L’intérêt de négocier une transaction

L’un des premiers réflexes pour le salarié en conflit avec son employeur est de penser à l’assigner en justice pour faire valoir ses droits et obtenir une indemnisation du préjudice subi.

Tel est le cas notamment des salariés cadres comme non cadres qui estiment avoir subi un préjudice en raison des manquements commis par leur employeur tant pendant l’exécution de leur contrat de travail que lors de la rupture de celui-ci.

Si l’action prud’homale est parfaitement possible sous réserve de respecter les délais de prescription, ce n’est toutefois pas toujours la voie la plus favorable pour les salariés.
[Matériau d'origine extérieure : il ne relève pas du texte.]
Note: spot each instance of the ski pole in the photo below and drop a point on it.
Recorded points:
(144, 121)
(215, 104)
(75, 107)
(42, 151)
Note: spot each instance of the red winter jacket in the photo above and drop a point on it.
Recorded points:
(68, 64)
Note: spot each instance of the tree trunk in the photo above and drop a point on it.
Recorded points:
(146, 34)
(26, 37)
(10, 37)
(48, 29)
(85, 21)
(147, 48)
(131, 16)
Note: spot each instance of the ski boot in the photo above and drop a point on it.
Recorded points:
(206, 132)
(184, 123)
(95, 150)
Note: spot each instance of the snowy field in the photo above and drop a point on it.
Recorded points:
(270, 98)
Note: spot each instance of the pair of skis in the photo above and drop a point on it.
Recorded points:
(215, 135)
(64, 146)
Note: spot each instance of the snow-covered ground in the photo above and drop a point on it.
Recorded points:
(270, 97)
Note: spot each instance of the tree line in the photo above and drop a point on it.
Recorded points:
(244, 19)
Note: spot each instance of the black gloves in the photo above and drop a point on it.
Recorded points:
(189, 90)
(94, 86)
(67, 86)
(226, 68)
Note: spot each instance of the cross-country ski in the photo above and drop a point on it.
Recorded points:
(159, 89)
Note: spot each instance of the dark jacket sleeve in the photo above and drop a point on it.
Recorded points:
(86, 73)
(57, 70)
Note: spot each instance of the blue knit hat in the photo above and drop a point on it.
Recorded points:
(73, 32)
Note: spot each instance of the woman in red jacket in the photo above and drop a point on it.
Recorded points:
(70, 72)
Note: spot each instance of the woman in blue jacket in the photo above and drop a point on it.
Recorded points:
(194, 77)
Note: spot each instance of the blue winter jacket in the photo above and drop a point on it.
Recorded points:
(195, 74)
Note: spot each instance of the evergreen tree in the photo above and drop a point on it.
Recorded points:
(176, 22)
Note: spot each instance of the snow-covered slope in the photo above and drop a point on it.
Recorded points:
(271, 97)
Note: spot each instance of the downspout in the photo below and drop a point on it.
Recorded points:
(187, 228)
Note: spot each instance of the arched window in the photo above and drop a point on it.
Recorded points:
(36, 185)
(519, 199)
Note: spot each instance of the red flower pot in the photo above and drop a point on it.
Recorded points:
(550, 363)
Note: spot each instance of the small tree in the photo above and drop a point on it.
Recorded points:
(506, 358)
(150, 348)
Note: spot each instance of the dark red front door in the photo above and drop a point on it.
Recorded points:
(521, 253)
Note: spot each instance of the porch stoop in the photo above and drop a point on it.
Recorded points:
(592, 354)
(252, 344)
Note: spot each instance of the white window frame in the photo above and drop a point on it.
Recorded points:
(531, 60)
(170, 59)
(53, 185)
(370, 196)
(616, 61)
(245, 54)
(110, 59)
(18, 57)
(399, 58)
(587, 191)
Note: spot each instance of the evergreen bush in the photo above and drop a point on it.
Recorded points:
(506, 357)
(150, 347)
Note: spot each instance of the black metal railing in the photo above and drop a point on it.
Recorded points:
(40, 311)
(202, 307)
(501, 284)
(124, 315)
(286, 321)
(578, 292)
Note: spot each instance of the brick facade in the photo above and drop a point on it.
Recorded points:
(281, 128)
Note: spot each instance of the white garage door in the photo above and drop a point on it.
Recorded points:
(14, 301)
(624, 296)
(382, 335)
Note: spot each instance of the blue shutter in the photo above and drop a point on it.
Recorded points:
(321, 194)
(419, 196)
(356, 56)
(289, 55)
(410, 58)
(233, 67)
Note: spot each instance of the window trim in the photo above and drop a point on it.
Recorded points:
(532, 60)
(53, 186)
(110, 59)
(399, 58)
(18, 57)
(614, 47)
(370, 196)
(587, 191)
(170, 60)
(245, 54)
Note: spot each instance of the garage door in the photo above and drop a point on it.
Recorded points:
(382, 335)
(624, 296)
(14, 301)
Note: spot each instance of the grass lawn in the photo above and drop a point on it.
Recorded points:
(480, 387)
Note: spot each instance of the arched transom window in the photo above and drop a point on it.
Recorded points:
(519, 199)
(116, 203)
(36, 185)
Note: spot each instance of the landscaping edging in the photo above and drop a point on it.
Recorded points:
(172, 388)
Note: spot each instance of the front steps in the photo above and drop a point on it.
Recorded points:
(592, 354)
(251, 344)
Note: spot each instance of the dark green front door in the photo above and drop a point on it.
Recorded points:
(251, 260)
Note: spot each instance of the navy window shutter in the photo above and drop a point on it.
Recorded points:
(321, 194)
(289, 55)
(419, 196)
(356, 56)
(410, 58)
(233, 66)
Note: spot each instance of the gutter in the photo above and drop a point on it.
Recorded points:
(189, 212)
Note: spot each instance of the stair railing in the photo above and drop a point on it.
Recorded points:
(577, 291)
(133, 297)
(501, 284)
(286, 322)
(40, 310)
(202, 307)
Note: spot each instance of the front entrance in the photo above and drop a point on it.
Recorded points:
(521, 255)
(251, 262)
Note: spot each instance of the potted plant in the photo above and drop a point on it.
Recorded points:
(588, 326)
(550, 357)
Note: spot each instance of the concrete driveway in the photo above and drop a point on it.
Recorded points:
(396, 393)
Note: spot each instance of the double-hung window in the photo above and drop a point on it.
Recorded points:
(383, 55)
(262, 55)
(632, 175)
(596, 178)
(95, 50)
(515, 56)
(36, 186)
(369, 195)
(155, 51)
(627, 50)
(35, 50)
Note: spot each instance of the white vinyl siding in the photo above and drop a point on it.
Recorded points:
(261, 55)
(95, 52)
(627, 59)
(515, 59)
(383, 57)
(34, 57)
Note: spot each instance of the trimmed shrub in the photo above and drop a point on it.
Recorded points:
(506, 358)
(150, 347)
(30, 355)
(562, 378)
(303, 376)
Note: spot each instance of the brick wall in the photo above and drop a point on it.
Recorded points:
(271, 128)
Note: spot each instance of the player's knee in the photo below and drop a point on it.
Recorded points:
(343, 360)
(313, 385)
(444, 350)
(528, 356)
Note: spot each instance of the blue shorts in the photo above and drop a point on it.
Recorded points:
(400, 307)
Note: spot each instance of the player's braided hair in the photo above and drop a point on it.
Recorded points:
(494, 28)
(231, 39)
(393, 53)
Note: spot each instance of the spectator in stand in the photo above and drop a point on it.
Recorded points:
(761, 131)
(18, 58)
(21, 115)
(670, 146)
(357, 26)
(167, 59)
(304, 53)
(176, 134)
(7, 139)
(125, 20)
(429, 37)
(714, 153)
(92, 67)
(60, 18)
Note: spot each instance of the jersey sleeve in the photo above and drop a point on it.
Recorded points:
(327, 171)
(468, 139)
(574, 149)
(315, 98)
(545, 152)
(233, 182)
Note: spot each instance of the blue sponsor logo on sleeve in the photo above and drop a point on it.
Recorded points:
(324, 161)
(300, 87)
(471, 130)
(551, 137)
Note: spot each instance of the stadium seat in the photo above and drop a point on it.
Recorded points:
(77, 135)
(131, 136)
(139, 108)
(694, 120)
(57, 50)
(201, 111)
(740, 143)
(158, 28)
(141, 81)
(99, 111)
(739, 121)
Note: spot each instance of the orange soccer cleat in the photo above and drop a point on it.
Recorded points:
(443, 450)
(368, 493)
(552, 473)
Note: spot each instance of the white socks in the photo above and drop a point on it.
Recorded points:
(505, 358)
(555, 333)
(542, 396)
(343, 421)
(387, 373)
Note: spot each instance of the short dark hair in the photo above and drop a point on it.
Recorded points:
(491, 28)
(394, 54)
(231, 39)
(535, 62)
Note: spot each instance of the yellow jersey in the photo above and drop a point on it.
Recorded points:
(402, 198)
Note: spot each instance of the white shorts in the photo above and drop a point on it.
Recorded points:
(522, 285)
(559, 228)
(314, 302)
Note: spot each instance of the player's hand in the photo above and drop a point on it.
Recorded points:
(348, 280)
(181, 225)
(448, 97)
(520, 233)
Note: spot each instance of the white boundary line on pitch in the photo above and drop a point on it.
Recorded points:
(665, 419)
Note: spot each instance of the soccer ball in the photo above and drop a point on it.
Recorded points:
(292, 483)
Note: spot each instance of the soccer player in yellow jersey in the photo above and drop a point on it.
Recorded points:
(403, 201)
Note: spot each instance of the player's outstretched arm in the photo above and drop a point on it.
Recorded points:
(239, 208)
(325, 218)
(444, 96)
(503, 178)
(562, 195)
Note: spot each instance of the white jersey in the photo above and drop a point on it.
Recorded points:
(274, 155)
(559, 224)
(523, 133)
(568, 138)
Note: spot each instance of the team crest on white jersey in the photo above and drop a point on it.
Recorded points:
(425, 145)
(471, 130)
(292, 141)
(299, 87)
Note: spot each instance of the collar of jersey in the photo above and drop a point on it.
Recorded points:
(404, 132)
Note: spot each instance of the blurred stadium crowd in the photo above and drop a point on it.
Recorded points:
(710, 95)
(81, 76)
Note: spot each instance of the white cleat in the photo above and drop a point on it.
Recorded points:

La procédure prud’homale présente certains inconvénients dont chaque client doit avoir conscience :

  • La procédure représente un certain coût financier (honoraires d’avocat, huissier);
  • La procédure est très longue (entre un et deux ans devant le Conseil de prud’hommes de Nantes), ce qui représente un coût émotionnel ;
  • La procédure est aléatoire et l’avocat ne peut absolument pas garantir le résultat d’un jugement rendu par les conseillers prud’homaux.

La négociation permet d’éviter d’intenter cette action prud’homale coûteuse, longue et incertaine tout en permettant au salarié de bénéficier d’une indemnisation en contrepartie du préjudice qu’il estime avoir subi.

La conclusion d’une transaction a l’avantage d’être plus rapide et de permettre au salarié de bénéficier d’une indemnité transactionnelle là où l’action prud’homale ne garantit pas de bénéficier de dommages et intérêts.

A noter que la conclusion d’une transaction ne constitue pas une obligation, que ce soit pour l’employeur ou pour le salarié.

Ainsi, tout le processus de négociation repose sur la volonté de transiger de l’une et l’autre des parties et nul ne peut forcer cette volonté.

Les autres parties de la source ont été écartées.